エデン条約編第EX章【第二回エデン条約調印式】 作:かのさん
「いたた....。結構派手にやられたね。」
ミカは起き上がると周りを見渡した。ティーパーティーがいたテラスは崩れ落ち、自身の周りに大量の大理石の破片が散らばっていた。柱の一部だったであろうものから装飾の一部まで。それら全てがたった一つのミサイルで破壊された。
「なぎちゃーん。セイアちゃーん大丈夫ー?」
ミカが大きい声で瓦礫の山に向かって二人の名を呼ぶ。しかしいくら呼んでも返事がない。おかしいと思ったミカは自身の近くにある瓦礫を拾い始めた。
「こいつらどかしたら見つかるかな?」
相変わらずの怪力で瓦礫を投げ捨てていく。すると一匹の鳥を見つけた。よく見るといつもセイアの傍にいたシマエナガだと分かる。
「あれ?シマエナガちゃん?どうしたの?」
ミカが首を傾げているとシマエナガはひとりでに歩き出した。一瞬の迷いもなく進んでいく。ミカはなにかがあると思いその鳥の後をつけていくことにした。その先にセイアかナギサがいるのは確実。ミカは直感的にそれを理解したようだ。しかしミカの足取りは重く、俯きながら歩いていた。もしそこに自分の望む世界が無かったら?もしセイアを助けられなかったら?考えたくもない”万が一”がミカの脳を支配していく。
「ここ?」
シマエナガが一つの瓦礫の下で歩みを止める。ミカはそこがどんな場所かすぐに分かった。分かるとすぐに
「セイアちゃーん!そこにいるのー?いるなら返事してー」
と瓦礫の先に向かって話しかけてみる。
「あ....あぁ....ミカか。君の声はやはりよく通るな?」
ミカにとって聞き馴染みのある声が聞こえる。それを聞きミカは安心したのかその場にへたりと座ってしまった。

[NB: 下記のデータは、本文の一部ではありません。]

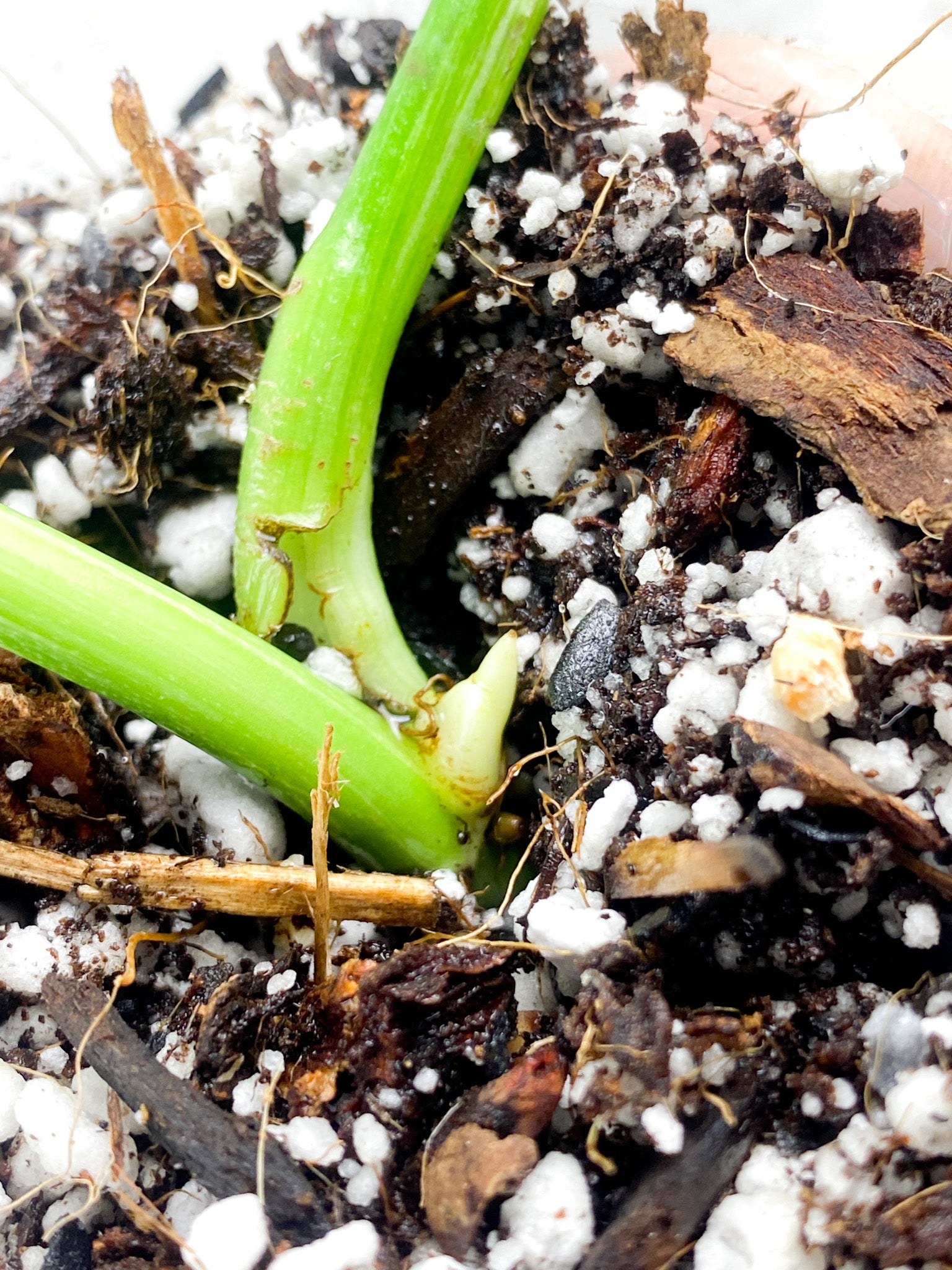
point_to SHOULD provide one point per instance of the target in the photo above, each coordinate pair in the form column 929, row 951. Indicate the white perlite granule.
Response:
column 549, row 1221
column 353, row 1246
column 229, row 1235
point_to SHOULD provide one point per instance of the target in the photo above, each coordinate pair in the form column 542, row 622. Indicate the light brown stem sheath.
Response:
column 174, row 208
column 244, row 889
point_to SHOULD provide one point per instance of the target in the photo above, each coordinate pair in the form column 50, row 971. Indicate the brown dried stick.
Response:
column 244, row 889
column 219, row 1148
column 178, row 215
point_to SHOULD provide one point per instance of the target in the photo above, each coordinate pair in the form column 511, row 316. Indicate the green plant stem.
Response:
column 304, row 533
column 159, row 653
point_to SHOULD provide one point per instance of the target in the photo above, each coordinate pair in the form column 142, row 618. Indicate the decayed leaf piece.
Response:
column 59, row 797
column 678, row 54
column 809, row 668
column 523, row 1099
column 471, row 1168
column 827, row 358
column 777, row 757
column 659, row 866
column 707, row 478
column 455, row 445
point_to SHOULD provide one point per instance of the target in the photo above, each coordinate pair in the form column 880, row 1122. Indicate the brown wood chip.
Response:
column 777, row 757
column 469, row 1169
column 677, row 54
column 659, row 866
column 852, row 381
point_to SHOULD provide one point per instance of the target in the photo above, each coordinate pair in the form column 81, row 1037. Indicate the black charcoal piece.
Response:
column 587, row 657
column 70, row 1249
column 203, row 95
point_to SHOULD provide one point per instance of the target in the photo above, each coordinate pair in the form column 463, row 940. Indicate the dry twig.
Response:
column 323, row 799
column 243, row 889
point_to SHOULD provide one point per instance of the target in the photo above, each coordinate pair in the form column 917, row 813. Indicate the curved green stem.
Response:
column 304, row 538
column 112, row 629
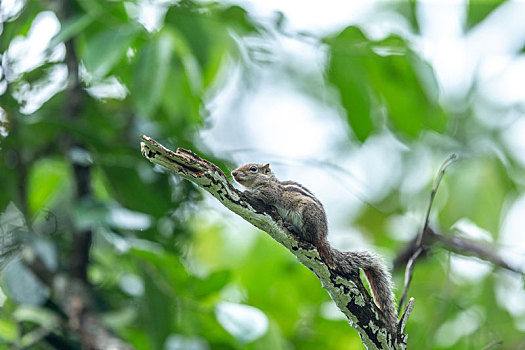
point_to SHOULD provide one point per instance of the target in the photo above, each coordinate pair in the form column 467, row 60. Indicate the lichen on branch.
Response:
column 345, row 287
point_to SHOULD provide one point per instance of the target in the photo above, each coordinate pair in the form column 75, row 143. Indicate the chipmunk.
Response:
column 304, row 215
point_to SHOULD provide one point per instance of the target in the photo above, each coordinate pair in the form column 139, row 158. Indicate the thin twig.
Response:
column 344, row 285
column 409, row 271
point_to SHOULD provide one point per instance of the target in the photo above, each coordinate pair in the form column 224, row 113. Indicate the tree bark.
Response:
column 346, row 290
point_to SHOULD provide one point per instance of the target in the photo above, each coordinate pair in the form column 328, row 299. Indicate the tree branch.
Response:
column 345, row 288
column 422, row 236
column 457, row 244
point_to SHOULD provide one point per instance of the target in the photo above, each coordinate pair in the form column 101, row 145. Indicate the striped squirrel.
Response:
column 304, row 215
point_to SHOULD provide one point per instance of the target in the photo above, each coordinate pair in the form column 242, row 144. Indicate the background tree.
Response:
column 98, row 247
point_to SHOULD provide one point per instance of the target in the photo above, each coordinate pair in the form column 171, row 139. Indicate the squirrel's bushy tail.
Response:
column 378, row 277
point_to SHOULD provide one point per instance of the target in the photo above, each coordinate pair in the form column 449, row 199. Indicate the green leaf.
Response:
column 159, row 307
column 373, row 75
column 212, row 284
column 131, row 192
column 151, row 72
column 8, row 330
column 104, row 50
column 22, row 285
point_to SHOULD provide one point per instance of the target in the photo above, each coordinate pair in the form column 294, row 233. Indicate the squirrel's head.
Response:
column 250, row 175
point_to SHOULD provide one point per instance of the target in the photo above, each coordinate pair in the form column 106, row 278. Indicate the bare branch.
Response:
column 422, row 235
column 345, row 287
column 457, row 244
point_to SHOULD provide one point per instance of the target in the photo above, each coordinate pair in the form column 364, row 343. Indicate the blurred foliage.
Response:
column 160, row 269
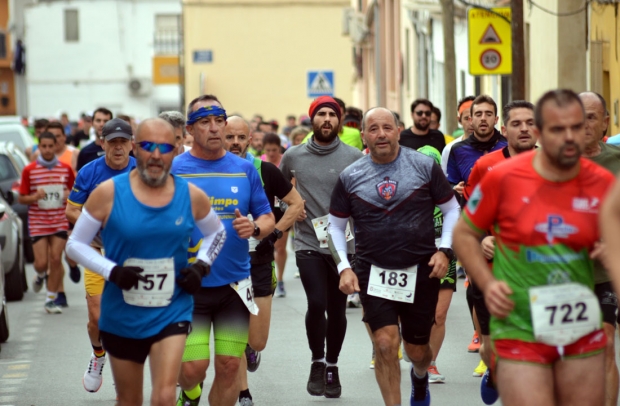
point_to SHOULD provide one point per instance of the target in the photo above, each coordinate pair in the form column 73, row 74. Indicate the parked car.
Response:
column 12, row 252
column 12, row 163
column 4, row 314
column 13, row 131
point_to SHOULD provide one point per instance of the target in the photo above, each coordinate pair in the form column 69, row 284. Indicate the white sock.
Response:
column 50, row 297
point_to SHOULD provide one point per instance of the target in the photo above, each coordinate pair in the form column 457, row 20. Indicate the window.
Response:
column 167, row 34
column 72, row 33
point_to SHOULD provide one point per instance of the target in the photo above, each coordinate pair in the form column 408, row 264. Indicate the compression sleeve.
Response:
column 214, row 236
column 337, row 241
column 78, row 248
column 451, row 211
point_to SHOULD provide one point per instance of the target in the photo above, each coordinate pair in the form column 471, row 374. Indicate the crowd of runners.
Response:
column 181, row 225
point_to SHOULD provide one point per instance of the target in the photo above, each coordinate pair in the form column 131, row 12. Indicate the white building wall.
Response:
column 115, row 44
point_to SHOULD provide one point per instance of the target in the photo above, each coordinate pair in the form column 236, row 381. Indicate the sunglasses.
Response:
column 151, row 146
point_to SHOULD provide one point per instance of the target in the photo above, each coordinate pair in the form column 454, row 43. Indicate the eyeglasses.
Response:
column 151, row 146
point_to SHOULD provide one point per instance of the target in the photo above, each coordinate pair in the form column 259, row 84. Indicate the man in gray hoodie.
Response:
column 314, row 168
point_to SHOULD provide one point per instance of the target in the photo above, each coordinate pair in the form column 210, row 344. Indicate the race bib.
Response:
column 320, row 229
column 562, row 314
column 246, row 293
column 54, row 197
column 158, row 289
column 393, row 284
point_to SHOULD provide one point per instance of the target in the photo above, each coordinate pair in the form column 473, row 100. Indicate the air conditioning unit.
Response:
column 139, row 87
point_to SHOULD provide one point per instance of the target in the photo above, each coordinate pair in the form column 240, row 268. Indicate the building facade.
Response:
column 83, row 54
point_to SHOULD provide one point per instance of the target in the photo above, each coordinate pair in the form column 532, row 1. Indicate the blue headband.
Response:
column 205, row 111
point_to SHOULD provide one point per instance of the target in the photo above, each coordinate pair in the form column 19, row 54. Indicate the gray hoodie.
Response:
column 316, row 170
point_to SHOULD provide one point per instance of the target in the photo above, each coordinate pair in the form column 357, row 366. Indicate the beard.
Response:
column 318, row 134
column 420, row 126
column 149, row 180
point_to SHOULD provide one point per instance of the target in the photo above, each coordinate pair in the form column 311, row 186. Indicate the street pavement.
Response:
column 43, row 362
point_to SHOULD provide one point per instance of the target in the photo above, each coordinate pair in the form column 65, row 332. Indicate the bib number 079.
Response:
column 392, row 278
column 567, row 310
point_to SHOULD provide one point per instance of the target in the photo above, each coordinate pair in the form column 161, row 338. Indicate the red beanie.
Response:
column 324, row 101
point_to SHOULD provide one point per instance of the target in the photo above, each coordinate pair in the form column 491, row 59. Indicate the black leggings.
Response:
column 320, row 279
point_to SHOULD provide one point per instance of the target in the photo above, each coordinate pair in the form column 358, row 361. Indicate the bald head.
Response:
column 237, row 136
column 597, row 117
column 377, row 111
column 155, row 128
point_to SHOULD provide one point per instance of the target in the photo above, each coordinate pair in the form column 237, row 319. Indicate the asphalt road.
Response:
column 46, row 355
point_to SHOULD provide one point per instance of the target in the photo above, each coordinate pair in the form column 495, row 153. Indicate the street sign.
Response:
column 320, row 83
column 204, row 56
column 490, row 41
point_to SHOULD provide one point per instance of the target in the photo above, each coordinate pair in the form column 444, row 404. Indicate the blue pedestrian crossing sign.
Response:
column 320, row 83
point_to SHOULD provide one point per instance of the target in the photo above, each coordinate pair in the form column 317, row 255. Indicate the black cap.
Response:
column 117, row 128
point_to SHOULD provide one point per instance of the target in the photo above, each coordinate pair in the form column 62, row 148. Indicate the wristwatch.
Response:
column 256, row 230
column 448, row 251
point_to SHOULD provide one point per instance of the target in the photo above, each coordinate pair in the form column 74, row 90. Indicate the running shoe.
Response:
column 316, row 382
column 480, row 369
column 61, row 300
column 37, row 283
column 488, row 393
column 246, row 402
column 420, row 394
column 280, row 292
column 332, row 383
column 434, row 376
column 372, row 361
column 354, row 300
column 252, row 357
column 474, row 346
column 75, row 274
column 92, row 377
column 52, row 308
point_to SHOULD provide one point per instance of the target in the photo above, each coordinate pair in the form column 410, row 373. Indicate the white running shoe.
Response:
column 92, row 377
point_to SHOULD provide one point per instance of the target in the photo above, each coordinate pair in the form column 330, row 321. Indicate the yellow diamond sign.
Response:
column 490, row 41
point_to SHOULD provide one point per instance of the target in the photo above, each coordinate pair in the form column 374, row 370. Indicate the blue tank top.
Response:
column 135, row 230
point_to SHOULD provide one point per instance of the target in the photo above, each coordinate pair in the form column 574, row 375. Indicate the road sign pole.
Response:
column 518, row 51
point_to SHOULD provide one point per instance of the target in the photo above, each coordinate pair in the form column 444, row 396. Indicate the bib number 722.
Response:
column 567, row 310
column 392, row 278
column 151, row 280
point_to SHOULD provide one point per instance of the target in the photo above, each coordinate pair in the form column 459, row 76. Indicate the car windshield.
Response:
column 14, row 137
column 7, row 170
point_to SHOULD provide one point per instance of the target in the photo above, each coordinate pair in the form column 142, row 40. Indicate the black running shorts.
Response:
column 416, row 319
column 137, row 350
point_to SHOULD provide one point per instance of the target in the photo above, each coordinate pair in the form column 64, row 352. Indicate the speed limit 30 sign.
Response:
column 490, row 41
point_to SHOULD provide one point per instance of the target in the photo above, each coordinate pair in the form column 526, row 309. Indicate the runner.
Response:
column 225, row 299
column 177, row 121
column 117, row 142
column 315, row 166
column 237, row 141
column 393, row 192
column 542, row 207
column 67, row 154
column 608, row 156
column 94, row 150
column 518, row 128
column 447, row 287
column 147, row 306
column 421, row 134
column 45, row 185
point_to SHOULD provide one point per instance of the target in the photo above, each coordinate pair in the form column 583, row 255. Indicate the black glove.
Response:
column 192, row 276
column 126, row 277
column 265, row 246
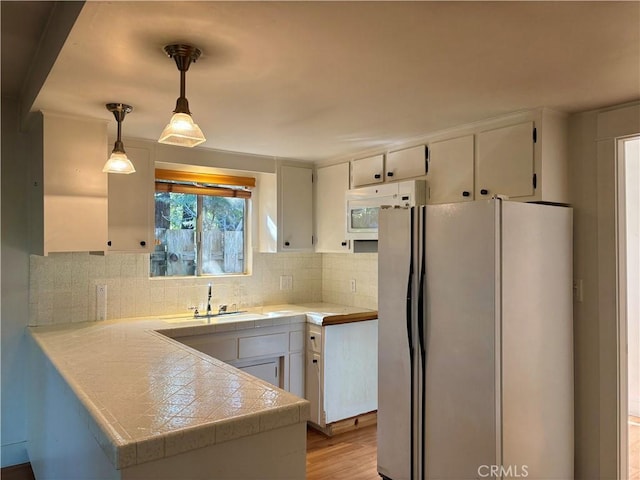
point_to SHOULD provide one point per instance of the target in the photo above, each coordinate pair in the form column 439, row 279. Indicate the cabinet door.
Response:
column 367, row 171
column 450, row 174
column 505, row 161
column 131, row 205
column 75, row 203
column 296, row 373
column 296, row 209
column 331, row 184
column 407, row 163
column 267, row 371
column 313, row 391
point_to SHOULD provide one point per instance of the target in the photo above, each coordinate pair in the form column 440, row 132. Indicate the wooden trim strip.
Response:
column 192, row 189
column 210, row 178
column 349, row 318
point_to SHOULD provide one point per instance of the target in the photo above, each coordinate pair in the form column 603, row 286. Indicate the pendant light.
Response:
column 181, row 130
column 118, row 161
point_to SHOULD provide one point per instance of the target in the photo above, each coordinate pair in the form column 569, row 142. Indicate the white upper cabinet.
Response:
column 332, row 182
column 367, row 171
column 450, row 176
column 295, row 208
column 69, row 197
column 526, row 160
column 407, row 163
column 132, row 206
column 505, row 161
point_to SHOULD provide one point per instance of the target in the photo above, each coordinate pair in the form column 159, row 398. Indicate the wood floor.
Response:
column 348, row 456
column 352, row 455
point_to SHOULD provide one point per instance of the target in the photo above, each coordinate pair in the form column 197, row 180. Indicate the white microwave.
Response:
column 363, row 205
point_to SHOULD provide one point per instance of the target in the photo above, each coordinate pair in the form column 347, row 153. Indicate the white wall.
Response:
column 15, row 283
column 593, row 179
column 632, row 190
column 63, row 286
column 338, row 269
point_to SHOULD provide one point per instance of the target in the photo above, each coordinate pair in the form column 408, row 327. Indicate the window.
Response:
column 200, row 224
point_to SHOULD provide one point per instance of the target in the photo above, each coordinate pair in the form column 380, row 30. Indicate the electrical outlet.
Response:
column 286, row 282
column 101, row 302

「ミカ.....悪いがこの瓦礫をどかしてくれないか?ナギサの位置がわかったんだ。すぐに探しに行かなければ。」
「ほんと!?すぐに助けるよ!!」
ミカはセイアの言葉を聞くとハイテンションで瓦礫をどかし始めた。ウキウキのミカは先程の3倍の速度で瓦礫をどかしてった。最後の瓦礫をどかしたときそこにはうつ伏せになっているセイア
「セイアちゃん?....なんで?」
「すまないミカ。私の力不足だ...。」
百合園セイアはたしかにいた。それなのにミカが絶句した原因はその横にいる一人の少女にあった。
「やぁ、聖園ミカ。久しぶりだな。」
「錠前サオリっ...!」
それはミカにとって最も会いたくない人物ランキング堂々の一位の生徒である錠前サオリだった。ミカは舌打ちをし、素早く銃を構える。それを見たサオリは怯えることもなく、平然としていた。
「そう早まるなよ。こっちには人質がいるんだよ?」
そう言うとサオリはしゃがみ込み、セイアの後頭部を鷲掴みにする。セイアが抵抗を試みるもサオリに片手でいなされる。ミカはわざとらしく大きな音を立てながらセーフティを解除し、銃口を更にサオリへと近づける。
「その手、どかさないと撃つよ?」
「気が早いな?話し合いとかしようとは思わないのか?」
「生憎交渉は苦手なの。」
ミカの目から光が失われていく。マジのようだ。それでもサオリは全く焦る様子を見せない。むしろこの状況を想定していたかのようにニヤリと口角を上げている。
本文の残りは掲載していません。